Yesterday, I questioned the way parenting advice books often present their advice as neutral, scientifically supported, expert-driven manuals for the modern parent.  To the casual reader, it is easy to assume that the advice offered is just the current thinking on what is the best, most effective way to raise your children.  There is no disputing that these books can be useful or offer creative alternatives to the ever-learning and growing parent.  Nor is there any dispute that they can use reputable scientific research to back up their suggestions.  However, the point I had wanted to make is that they are not just these things.  They are also carefully crafted worldviews that tell us who we ought to be and, by association, what kind of a world we should want.  I picked on the Sears' Baby Book yesterday, not because I don't like what they have to say, indeed there's a lot that appeals to me, but because I wanted to show how moral values show up, even in how-to manuals.
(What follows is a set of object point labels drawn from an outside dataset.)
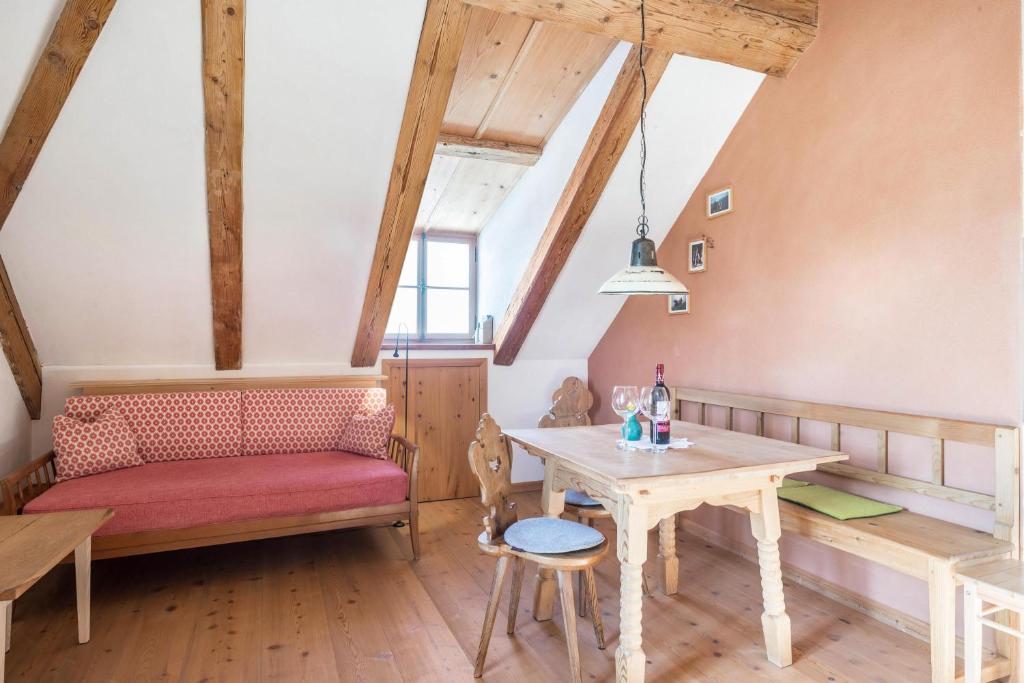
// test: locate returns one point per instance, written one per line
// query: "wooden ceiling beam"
(56, 70)
(474, 147)
(223, 80)
(767, 36)
(436, 59)
(607, 140)
(18, 348)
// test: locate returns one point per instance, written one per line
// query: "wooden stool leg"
(5, 605)
(595, 607)
(581, 585)
(83, 569)
(942, 616)
(488, 616)
(972, 634)
(568, 613)
(518, 567)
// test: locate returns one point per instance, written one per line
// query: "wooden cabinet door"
(445, 402)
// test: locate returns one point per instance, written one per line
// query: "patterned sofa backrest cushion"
(302, 420)
(173, 426)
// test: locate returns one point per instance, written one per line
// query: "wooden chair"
(491, 460)
(570, 408)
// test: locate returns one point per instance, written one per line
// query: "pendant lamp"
(643, 274)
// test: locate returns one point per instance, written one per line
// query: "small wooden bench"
(923, 547)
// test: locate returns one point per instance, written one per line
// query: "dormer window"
(436, 297)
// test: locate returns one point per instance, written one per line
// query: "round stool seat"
(545, 536)
(573, 497)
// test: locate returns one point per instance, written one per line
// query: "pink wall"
(873, 257)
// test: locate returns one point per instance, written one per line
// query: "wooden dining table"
(642, 489)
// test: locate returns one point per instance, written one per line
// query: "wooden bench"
(916, 545)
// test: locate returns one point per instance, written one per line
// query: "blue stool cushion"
(573, 497)
(546, 536)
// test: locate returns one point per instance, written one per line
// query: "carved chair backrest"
(570, 406)
(491, 460)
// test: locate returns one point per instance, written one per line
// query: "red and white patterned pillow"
(84, 447)
(368, 434)
(183, 425)
(302, 420)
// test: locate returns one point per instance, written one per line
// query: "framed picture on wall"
(720, 203)
(698, 256)
(679, 303)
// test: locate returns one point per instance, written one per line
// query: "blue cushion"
(573, 497)
(546, 536)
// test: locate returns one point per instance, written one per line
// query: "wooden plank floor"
(349, 606)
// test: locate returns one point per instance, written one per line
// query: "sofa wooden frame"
(923, 547)
(26, 483)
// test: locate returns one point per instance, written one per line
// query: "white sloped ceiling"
(107, 246)
(690, 115)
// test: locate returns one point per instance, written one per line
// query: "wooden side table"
(990, 588)
(32, 545)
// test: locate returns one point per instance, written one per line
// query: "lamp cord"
(642, 226)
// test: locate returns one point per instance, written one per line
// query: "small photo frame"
(698, 256)
(720, 203)
(679, 303)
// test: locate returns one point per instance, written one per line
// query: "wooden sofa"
(31, 481)
(923, 547)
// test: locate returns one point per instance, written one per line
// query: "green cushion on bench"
(838, 504)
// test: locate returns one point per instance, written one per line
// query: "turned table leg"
(632, 551)
(775, 623)
(83, 569)
(942, 617)
(667, 553)
(553, 505)
(5, 605)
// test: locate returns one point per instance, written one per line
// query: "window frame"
(424, 238)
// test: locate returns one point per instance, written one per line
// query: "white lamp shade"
(642, 280)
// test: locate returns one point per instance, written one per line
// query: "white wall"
(15, 427)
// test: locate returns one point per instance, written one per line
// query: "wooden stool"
(989, 588)
(491, 460)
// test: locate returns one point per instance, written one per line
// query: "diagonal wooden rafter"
(17, 346)
(607, 140)
(436, 58)
(223, 80)
(767, 36)
(56, 70)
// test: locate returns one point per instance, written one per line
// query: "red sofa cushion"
(193, 493)
(173, 426)
(99, 445)
(302, 420)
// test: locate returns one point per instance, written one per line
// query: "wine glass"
(656, 410)
(626, 402)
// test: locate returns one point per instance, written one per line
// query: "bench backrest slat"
(1005, 441)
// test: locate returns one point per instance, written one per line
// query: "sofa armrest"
(407, 456)
(27, 482)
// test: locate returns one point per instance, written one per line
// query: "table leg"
(632, 551)
(553, 505)
(972, 634)
(83, 568)
(667, 553)
(5, 605)
(775, 623)
(942, 620)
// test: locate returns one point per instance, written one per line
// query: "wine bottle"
(659, 399)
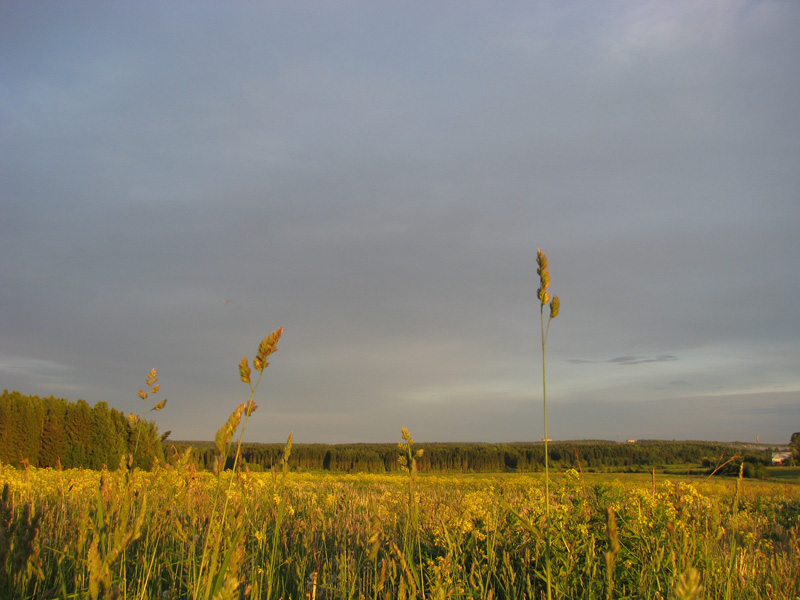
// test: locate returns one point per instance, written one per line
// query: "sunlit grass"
(177, 532)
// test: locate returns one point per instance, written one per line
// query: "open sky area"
(178, 179)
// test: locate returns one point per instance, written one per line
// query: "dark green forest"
(590, 456)
(53, 432)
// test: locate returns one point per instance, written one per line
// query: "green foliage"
(53, 432)
(518, 457)
(143, 535)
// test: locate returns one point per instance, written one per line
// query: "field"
(176, 532)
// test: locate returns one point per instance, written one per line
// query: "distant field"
(180, 533)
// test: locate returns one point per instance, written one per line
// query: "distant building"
(781, 458)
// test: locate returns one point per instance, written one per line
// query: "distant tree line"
(52, 432)
(494, 458)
Tracey Hogg, the famous sleep training celebrity, is very clear about who we should be and the kinds of children we want.  In her world, parents need to offer schedules, routines and consistency to take control of life with a newborn.  In this way, they gradually teach their babies to become "independent and resourceful" in getting themselves to sleep.  I am not criticising Hogg here, I am just trying to show how worldviews creep in.  For Hogg, parents are guardians of time and life patterns, so that children can become independent and resourceful.  For the Sears, parents work in harmony with their children, and value children who are trusting and connected.  Both are cheerful, easy-to-read, how-to manuals but could they be more different in what they consider is the right, or good thing to do or become? 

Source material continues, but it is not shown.